Ilse Kappelle

Personal information
- Full name: Ilse Maartje Willemijn Kappelle
- Born: 13 May 1998 (age 28) Amstelveen, Netherlands

Sport
- Sport: Field hockey
- Position: Defence/Midfield
- Club: Amsterdam

National team
- Years: Team / Caps / Goals
- 2016–2019: Netherlands U–21 / 12 / (2)
- 2020–: Netherlands / 15 / (0)

Medal record
Women's field hockey
Representing Netherlands
European Championship
| Gold medal – first place | 2021 Amstelveen |  |
Junior World Cup
| Silver medal – second place | 2016 Santiago |  |
EuroHockey Junior Championship
| Silver medal – second place | 2019 Valencia |  |

= Ilse Kappelle =

Dutch field hockey player

Ilse Kappelle (born 13 May 1998) is a field hockey player from the Netherlands, who plays as a defender and midfielder.

==Personal life==
Ilse Kappelle was born in Amstelveen and raised in Nijmegen, Netherlands.

==Career==
===Club hockey===
In the Dutch Hoofdklasse, Kappelle plays club hockey for Amsterdam.

===National teams===
====Under–21====
Kappelle made her debut for the Netherlands U–21 side in 2016 at the Junior World Cup in Santiago, Chile. At the tournament, Kappelle scored two goals, and helped the team to a silver medal finish, losing in the final to Argentina.

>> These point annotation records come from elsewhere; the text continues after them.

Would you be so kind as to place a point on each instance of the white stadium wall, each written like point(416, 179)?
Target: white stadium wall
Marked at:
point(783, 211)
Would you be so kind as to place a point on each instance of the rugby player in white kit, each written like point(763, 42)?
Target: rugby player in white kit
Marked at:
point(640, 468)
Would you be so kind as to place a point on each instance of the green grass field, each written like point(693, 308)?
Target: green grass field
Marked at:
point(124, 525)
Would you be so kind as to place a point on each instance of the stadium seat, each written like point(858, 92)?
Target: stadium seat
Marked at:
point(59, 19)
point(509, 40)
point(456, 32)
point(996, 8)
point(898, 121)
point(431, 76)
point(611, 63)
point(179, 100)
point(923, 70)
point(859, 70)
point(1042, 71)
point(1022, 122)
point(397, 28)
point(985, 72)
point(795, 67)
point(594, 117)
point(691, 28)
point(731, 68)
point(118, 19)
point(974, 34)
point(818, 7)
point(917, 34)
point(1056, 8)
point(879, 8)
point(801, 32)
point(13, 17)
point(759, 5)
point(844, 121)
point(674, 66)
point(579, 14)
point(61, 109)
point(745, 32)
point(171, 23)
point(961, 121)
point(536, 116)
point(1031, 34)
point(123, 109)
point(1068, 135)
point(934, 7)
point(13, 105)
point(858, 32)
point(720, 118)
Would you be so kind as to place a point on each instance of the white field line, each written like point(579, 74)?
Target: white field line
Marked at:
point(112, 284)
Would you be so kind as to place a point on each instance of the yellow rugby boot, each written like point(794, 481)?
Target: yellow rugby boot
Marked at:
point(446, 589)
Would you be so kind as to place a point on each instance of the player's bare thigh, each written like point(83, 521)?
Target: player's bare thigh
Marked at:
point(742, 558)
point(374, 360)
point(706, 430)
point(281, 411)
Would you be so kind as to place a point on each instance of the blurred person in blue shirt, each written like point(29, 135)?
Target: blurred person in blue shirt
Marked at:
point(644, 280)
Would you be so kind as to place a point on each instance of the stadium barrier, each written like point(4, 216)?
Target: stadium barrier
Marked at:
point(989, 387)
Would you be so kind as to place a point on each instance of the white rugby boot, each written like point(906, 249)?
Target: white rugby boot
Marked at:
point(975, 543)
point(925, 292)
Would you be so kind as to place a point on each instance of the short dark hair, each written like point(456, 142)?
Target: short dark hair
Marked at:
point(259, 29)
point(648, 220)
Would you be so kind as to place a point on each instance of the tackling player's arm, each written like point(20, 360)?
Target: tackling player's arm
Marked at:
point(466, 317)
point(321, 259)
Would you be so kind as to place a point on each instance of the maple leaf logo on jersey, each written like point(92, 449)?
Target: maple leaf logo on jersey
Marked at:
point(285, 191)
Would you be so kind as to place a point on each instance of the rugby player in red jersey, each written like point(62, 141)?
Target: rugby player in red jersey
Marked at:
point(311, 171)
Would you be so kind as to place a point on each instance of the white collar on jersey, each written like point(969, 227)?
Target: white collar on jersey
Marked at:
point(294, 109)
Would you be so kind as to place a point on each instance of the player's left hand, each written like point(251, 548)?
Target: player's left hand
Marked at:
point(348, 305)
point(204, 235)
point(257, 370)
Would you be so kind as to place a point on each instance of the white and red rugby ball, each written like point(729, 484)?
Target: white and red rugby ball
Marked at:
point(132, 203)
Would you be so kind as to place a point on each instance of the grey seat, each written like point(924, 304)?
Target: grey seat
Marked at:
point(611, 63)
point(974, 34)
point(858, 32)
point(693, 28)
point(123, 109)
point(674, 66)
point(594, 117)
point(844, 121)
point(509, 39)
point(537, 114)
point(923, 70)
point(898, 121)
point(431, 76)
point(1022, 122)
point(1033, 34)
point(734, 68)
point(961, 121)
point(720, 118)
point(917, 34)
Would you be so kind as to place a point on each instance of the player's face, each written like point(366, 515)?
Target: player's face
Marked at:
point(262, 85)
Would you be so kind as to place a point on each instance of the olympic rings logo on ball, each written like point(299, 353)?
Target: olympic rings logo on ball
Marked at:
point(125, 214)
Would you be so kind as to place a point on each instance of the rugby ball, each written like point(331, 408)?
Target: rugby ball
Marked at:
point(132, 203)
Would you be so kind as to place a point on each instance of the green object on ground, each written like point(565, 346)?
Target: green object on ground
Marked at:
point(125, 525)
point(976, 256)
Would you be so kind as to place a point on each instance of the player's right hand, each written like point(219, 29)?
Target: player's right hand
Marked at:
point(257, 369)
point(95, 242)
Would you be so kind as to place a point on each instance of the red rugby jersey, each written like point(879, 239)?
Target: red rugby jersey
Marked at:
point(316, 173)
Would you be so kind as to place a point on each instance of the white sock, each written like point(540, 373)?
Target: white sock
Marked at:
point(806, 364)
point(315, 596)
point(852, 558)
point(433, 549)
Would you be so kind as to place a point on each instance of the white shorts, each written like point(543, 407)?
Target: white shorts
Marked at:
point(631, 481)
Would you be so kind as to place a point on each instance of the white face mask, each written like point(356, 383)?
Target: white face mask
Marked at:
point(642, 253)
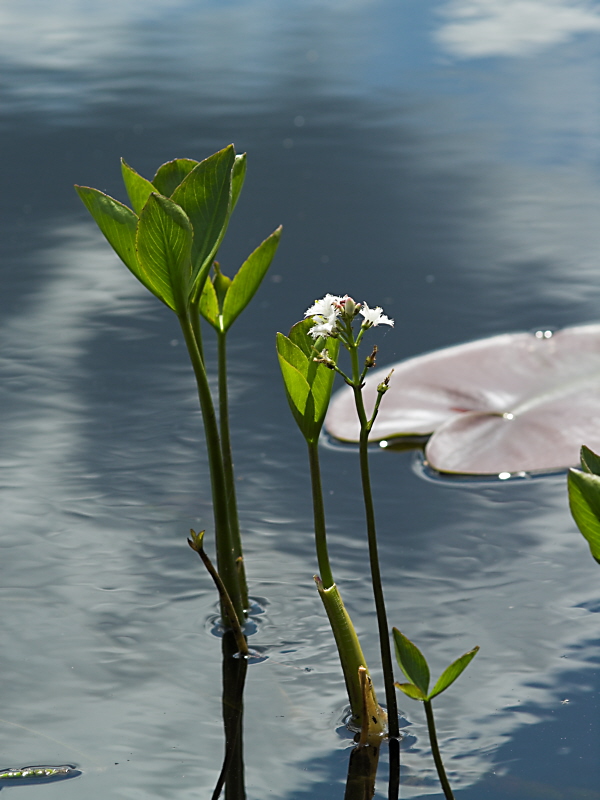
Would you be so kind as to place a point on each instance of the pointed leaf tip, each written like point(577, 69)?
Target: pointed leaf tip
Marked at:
point(584, 502)
point(411, 661)
point(451, 673)
point(410, 690)
point(590, 461)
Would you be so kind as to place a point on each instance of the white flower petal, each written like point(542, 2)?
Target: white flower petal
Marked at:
point(374, 317)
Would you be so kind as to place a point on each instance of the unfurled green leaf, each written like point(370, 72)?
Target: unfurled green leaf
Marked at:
point(411, 661)
point(248, 279)
point(237, 179)
point(205, 196)
point(118, 224)
point(169, 176)
point(590, 462)
point(293, 355)
point(300, 337)
point(164, 244)
point(221, 283)
point(584, 501)
point(209, 305)
point(451, 673)
point(299, 352)
point(138, 188)
point(411, 690)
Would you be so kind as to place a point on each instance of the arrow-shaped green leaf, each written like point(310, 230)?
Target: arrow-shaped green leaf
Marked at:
point(248, 279)
point(410, 690)
point(584, 501)
point(164, 244)
point(451, 673)
point(138, 188)
point(118, 224)
point(411, 661)
point(205, 196)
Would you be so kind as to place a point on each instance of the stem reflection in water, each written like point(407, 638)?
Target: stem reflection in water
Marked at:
point(362, 764)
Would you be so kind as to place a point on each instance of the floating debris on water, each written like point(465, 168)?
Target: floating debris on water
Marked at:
point(37, 774)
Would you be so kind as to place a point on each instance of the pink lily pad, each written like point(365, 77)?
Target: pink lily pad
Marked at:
point(519, 402)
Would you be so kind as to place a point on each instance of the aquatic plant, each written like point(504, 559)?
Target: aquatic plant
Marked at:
point(584, 499)
point(516, 402)
point(414, 666)
point(169, 240)
point(309, 359)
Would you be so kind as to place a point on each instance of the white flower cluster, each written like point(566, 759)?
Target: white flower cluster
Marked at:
point(326, 314)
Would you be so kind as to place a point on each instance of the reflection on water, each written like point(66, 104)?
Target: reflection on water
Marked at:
point(483, 28)
point(461, 194)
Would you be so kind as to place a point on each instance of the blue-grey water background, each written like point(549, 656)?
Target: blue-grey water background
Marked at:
point(440, 158)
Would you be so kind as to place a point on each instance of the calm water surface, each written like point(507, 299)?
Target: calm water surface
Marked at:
point(438, 158)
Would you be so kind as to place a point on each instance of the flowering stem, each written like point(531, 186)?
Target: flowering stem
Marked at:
point(234, 524)
point(382, 623)
point(319, 515)
point(435, 750)
point(226, 559)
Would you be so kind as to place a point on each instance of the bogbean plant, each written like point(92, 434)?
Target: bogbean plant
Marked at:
point(169, 240)
point(306, 356)
point(584, 499)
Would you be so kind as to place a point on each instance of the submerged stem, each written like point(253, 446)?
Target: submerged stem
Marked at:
point(382, 623)
point(319, 515)
point(436, 751)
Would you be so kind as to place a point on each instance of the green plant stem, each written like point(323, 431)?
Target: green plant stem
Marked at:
point(195, 320)
point(319, 515)
point(436, 751)
point(226, 560)
point(234, 620)
point(234, 524)
point(382, 623)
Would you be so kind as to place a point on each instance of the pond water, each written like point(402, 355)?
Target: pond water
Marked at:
point(438, 158)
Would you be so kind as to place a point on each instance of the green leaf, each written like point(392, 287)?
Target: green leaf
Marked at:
point(411, 690)
point(164, 244)
point(118, 224)
point(205, 196)
point(209, 305)
point(411, 661)
point(221, 283)
point(300, 337)
point(248, 279)
point(138, 188)
point(584, 501)
point(169, 176)
point(293, 355)
point(237, 179)
point(298, 392)
point(590, 462)
point(451, 673)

In 2019, Kappelle made her second and final appearance for the Under–21 team at the EuroHockey Junior Championship in Valencia, Spain. Kappelle was captain of the team, which finished second after losing the final in a penalty shoot-out against Spain.

====Oranje Dames====
Kappelle was named in the Netherlands senior squad for the first time in 2019, and was set to make her debut in 2020.